FOMC made no mention of an exit strategy, instead talking about keeping Austin mortgage rates low for an extended period of time

With the FOMC dust settled, a couple of points are worth mentioning.

First up, the FOMC made no mention of an exit strategy, instead talking about keeping Austin mortgage rates low for an extended period of time.

Number two was the statement about continuing the purchase of  Treasuries and MBS and extending the period until the end of Q1, allowing for a wind down period.

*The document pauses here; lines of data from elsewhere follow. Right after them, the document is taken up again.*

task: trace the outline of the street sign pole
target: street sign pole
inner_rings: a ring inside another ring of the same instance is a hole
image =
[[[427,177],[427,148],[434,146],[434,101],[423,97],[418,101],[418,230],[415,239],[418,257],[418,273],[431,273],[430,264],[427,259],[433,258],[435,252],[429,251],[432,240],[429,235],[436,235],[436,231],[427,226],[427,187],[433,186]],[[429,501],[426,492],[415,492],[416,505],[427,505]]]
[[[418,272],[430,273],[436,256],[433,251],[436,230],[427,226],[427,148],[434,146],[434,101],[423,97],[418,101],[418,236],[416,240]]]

Seems obvious that they are more concerned about housing and the economy versus inflation and deficits.  One reason for the accommodative policy may be the building inventory due to future delinquency and foreclosures, estimated to be 7 million units.  This is what we call “shadow inventory”, not yet on the books but in the pipeline nonetheless.  That number is huge, representing an entire year of sales.  We shall see.

Speaking of housing, Existing Home Sales hit the tape down 2.7%, well below the expected plus 3.0% figure. 31% of the sales were distressed homes and 30% were first time home buyers.  The 8K stimulus credit has helped to stabilize our industry.  If it expires, chances are good that a “double dip” housing recession would be in the cards.  We believe this gets worked out soon and extended through 2010.

Weekly Unemployment Claims were also released, falling 21k to 530K. Continuing Claims also dropped, off 123K from the previous week.  Nothing huge here as the numbers were probably skewed by the Labor Day holiday.

Stocks seem to be looking over their shoulder, off 55 points on the big board.  Seems like everyone expects consolidation due to a lack of fundamental reasons to own them at this level.  We’re waiting to see who blinks first.  Bonds, notes, and MBS are the benefactor of scared money running into safe haven investments (treasuries).  As we speak, the 10 year note is up 8/32’s (yield 3.38%) and MBS up 4/32’s.  For your reference, the 10 year note will need to close at 3.36% or below to extend the rally.  That could be a tough order (without a stock market collapse).